It’s difficult to imagine after watching Russaian President Vladimir Putin’s obsessively controlled and spectacularly orchestrated opening ceremonies at the Winter Olympics, but sometimes he just can’t help but let his inner-Kenny Powers out and ham it up for a crowd in less austere ways.
There was the famous time he staged photos of himself riding shirtless on horseback, that time he shot a gray whale with a cross bow, or the time he sang Blueberry Hill to American celebrities (who pretended to enjoy it) at a banquet. But while all of these various stunts have garnered ridicule online, never has Putin been objected to publicly, in-person, and had that objection broadcasted live on Russian state television. That is, except once, when mixed martial arts fans dared to boo the great man during an M-1 Global event in 2011.
The legendary Russian heavyweight Fedor “The Last Emperor” Emelianenko--on the downturn of his career but still a hero in his home country, and to Putin--had walked out to the booming nationalist folk-song Volga Boatmen, while images of him as a Russian soldier were shown on the big screens hanging all over the Olympic Arena in Moscow. Fedor then pummeled the life out of 40-year-old American ex-pat Jeff Monson like the cold Russian winter for 15 minutes straight. Putin was in attendance that night, and as an avid MMA fan and judoka, and great lover of all thing Russo-masculine, he couldn’t help but get caught up in the moment. After Putin whimsically jumped in the ring to congratulate the champion (and generally act like a tough guy) the young Muscovite crowd of 20,000 reacted with jeers. The Moscow Times called it “likely the worst public reception of his political career.” Uncharacteristically surprised, Putin quickly regained his composure and called the MMA fighter a real "bogatyr," a word for a Russian medieval warrior.

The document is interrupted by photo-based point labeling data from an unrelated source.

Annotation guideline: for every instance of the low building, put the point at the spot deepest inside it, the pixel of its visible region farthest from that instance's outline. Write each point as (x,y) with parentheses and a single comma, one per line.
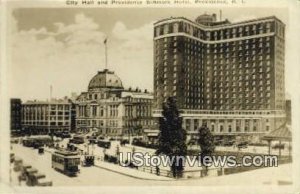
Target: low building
(43,117)
(111,110)
(15,115)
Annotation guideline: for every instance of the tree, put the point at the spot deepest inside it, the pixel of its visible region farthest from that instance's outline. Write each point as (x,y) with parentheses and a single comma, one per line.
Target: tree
(172,137)
(206,142)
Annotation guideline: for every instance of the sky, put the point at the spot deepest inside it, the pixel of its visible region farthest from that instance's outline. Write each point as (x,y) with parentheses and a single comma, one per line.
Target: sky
(63,47)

While booing important political figures may be a pastime here in the States, historically it’s not tolerated in Russia. And the Fedor/Monson fight had been broadcast live, so it was already too late by the time Putin had all subsequent replays of the event edited, censoring his mistreatment. Some reports said the booing was a result of people not being allowed to use of the bathrooms while Putin spoke, but most pointed to a growing general resentment of the authoritarian leader--and the fact that there were enough young, freethinking fight fans in the audience that night to break tradition.
Either way, the next day, Putin’s propaganda machine manufactured reports that the booing was directed at Monson, the fallen American, as he left the arena in alleged humiliation. The opposite was true, of course, (Monson is something of a folk hero in Russia, not to mention a dedicated anarchist), and Putin’s choice of reasoning just made matters worse. Infuriated fans took to the Internet and posted hundreds of comments on both fighters’ Facebook pages, promising that they had only cheered in respect for Monson, and that how dare Putin try to twist their love of the sport for political gain.
I can’t help but remember all of this as Putin jumps into the ring yet again--this time for real, to challenge heavyweight boxing champion Vitali Klitschko, the leader of the opposition party that just won a long and brutal fight for control of Ukraine. It feels reminiscent of that now-notorious evening at the Olympic Arena when an eager, over-masculine president couldn’t help but flex his muscles in a less serious, but equally telling, way. This week, as Putin unilaterally threatens Ukrainian sovereignty by invading the Crimean region, the world echoes the booing of the audacious Russian mixed martial arts crowd, while the people of Ukraine dare to challenge him.